Over the next few months, the base case is that metals keep outperforming as central-bank buying, Asian demand, and bond-market stress reinforce each other. The view would weaken if premiums normalize without renewed physical tightness or if yields rise without forcing policy response.
Structurally, the speakers believe the world is migrating toward a harder-money regime where gold is the neutral reserve asset and fiat claims lose purchasing power over time. That implies a durable tailwind for physical metals and a long-run challenge to paper-based savings, Treasury dominance, and dollar-centric settlement.
Central banks are buying more gold than official trade data shows, prompting Goldman Sachs to revise its demand forecast higher.
The speakers read a Goldman update saying central bank demand was underestimated because London vault outflows were not fully captured.
The recent sharp move down in silver was not caused by real fundamentals and was likely an engineered shakeout.
They said silver's $7 dip had no fundamental reason and blamed shenanigans and misdirection.
Bond markets are vulnerable and may eventually require yield-curve control or synthetic demand.

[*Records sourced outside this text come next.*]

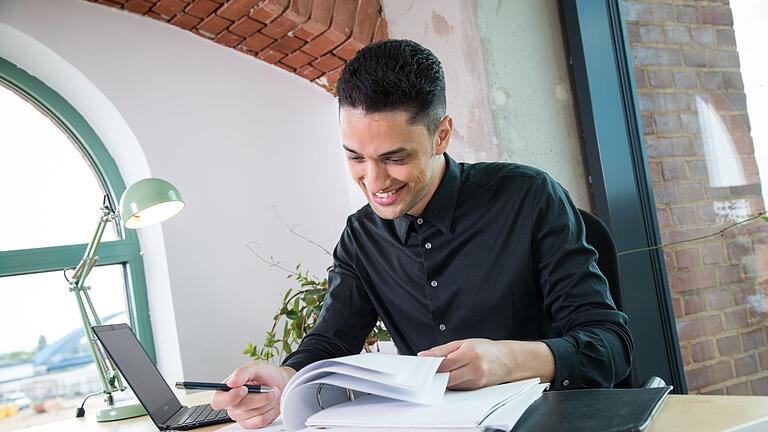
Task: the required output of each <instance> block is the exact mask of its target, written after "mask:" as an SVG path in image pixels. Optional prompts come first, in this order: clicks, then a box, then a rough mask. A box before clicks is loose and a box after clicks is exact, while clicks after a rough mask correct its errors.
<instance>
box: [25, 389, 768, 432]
mask: <svg viewBox="0 0 768 432" xmlns="http://www.w3.org/2000/svg"><path fill="white" fill-rule="evenodd" d="M206 398H210V395H206V394H204V393H199V394H196V395H192V396H190V397H189V398H188V399H187V402H188V403H190V404H195V403H198V404H199V403H204V402H205V399H206ZM767 417H768V396H681V395H669V396H668V397H667V399H666V401H665V402H664V405H662V406H661V408H660V409H659V412H658V413H656V417H654V419H653V422H652V423H651V426H650V427H649V428H648V429H646V431H648V432H680V431H697V432H709V431H713V432H714V431H722V430H724V429H728V428H731V427H734V426H739V425H742V424H745V423H749V422H751V421H754V420H758V419H761V418H767ZM221 427H222V425H216V426H209V427H207V428H201V429H193V430H194V431H199V432H211V431H215V430H218V429H220V428H221ZM155 430H157V429H156V428H155V425H154V424H153V423H152V420H150V419H149V417H147V416H144V417H138V418H135V419H129V420H122V421H117V422H111V423H96V419H95V418H93V417H86V418H85V419H71V420H66V421H62V422H58V423H51V424H49V425H45V426H38V427H35V428H30V429H24V431H25V432H33V431H34V432H54V431H55V432H75V431H77V432H82V431H89V432H148V431H155ZM596 432H597V431H596Z"/></svg>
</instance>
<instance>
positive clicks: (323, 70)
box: [312, 54, 344, 73]
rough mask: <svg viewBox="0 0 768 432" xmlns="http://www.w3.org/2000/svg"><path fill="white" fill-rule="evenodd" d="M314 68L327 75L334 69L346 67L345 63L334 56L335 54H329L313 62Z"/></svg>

They argued foreign holders are selling Treasuries, yields are too high, and the Fed or other actors may have to step in.

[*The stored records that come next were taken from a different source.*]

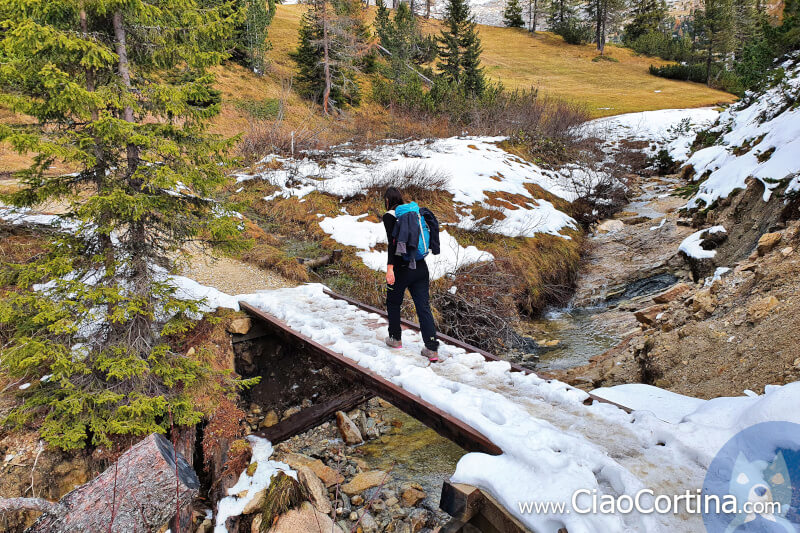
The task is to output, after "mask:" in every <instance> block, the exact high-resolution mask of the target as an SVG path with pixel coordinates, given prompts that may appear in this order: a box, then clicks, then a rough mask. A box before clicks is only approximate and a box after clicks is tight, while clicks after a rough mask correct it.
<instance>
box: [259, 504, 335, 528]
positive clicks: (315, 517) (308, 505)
mask: <svg viewBox="0 0 800 533" xmlns="http://www.w3.org/2000/svg"><path fill="white" fill-rule="evenodd" d="M301 531H325V532H326V533H327V532H328V531H330V532H331V533H344V531H343V530H342V528H340V527H339V526H338V525H336V524H334V523H333V520H331V518H330V517H329V516H328V515H326V514H323V513H320V512H319V511H317V510H316V509H314V506H313V505H311V504H310V503H308V502H303V504H302V505H301V506H300V507H299V508H298V509H292V510H291V511H289V512H287V513H284V514H282V515H281V516H280V517H279V518H278V521H277V522H275V525H273V526H272V527H271V528H270V529H269V532H270V533H299V532H301Z"/></svg>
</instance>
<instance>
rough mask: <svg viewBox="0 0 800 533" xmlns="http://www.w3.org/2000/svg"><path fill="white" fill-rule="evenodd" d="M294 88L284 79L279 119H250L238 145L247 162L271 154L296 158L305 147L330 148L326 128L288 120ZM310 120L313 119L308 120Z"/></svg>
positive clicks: (240, 152) (314, 147)
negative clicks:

When will the precious metals market catch up to the raging market we're seeing in equities?
What did Kevin hear about the Goldman Sachs article revising their gold demand estimates?

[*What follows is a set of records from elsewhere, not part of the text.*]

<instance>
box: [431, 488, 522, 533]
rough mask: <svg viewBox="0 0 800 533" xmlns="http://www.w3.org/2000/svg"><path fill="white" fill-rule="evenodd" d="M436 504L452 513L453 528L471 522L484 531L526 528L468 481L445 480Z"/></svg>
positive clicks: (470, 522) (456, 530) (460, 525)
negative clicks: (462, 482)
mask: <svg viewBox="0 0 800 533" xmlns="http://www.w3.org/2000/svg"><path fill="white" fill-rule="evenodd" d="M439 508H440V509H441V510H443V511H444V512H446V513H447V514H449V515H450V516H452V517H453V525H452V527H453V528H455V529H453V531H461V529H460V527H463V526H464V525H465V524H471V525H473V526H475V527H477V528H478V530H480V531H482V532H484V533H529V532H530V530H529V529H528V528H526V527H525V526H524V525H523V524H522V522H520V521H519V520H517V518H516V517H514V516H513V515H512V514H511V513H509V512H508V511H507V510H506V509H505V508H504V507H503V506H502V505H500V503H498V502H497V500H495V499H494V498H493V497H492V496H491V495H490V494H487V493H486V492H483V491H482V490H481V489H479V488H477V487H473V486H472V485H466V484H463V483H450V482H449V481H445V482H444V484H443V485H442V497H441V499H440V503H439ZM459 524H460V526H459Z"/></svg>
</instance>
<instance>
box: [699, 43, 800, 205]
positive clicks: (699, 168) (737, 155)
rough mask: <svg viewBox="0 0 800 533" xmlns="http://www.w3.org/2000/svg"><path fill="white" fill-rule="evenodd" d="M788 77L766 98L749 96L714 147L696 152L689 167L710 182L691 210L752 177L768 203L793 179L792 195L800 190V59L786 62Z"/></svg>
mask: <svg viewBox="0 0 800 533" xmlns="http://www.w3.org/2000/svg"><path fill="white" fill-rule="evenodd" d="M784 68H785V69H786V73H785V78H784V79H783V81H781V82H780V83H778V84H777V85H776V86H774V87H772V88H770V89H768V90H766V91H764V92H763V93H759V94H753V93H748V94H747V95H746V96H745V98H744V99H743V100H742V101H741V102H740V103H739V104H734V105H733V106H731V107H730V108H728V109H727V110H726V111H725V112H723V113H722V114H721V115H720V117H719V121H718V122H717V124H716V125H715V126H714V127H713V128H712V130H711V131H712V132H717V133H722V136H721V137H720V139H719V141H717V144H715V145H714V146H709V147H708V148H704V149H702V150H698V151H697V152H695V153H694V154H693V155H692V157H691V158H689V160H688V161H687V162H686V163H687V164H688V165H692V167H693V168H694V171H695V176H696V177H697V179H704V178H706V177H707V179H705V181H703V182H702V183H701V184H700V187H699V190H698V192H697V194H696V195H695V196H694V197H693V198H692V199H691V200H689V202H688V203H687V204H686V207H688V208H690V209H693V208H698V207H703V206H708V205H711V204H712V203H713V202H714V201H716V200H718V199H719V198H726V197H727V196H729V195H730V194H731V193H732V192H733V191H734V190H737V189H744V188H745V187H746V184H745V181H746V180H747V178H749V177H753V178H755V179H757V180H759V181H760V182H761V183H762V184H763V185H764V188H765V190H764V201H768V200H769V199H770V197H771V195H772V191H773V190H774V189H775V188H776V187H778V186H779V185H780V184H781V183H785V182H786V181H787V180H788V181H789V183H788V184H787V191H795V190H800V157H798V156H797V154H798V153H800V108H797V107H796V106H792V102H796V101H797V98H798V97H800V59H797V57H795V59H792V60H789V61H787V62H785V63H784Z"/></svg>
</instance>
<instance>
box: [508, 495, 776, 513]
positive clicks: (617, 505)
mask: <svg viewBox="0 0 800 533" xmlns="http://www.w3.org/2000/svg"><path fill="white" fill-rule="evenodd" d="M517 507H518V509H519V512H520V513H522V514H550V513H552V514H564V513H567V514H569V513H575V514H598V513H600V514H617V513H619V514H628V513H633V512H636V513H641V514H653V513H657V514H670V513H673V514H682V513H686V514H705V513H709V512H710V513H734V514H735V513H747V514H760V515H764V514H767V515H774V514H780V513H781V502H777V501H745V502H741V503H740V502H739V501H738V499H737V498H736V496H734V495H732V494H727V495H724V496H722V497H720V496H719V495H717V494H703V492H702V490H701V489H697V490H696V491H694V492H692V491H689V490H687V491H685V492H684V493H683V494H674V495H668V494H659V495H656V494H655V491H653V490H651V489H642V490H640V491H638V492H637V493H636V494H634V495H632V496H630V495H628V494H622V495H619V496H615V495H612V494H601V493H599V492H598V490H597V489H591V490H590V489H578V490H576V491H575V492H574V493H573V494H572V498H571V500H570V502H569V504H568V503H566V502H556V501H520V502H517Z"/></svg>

Kevin explains that central bank gold purchases have come in stronger than previously estimated for 2026. Goldman Sachs revised their forecast from 29 tons/month on a 12-month moving basis up from their earlier methodology, now expecting central banks to average around 60 tons per month through 2026. The revision was driven by a gap in official trade data since August 2025 when UK trade data stopped fully capturing gold outflows from London vaults, resulting in unrecorded sovereign buying.
Does Miles Franklin have fractional gold and what is the smallest size available?
Yes, Miles Franklin has fractional gold. The smallest fractional is the one-tenth ounce gold eagle on the US side, and on the maple side the smallest is 1/20th ounce. They also have bars down to 1 gram, but the speaker advises against gram bars due to substantially higher premiums. He recommends the 1/10th ounce gold eagle as the preferred way to own fractional because it has maintained its premium on buy and sell better than any other item in over 35 years.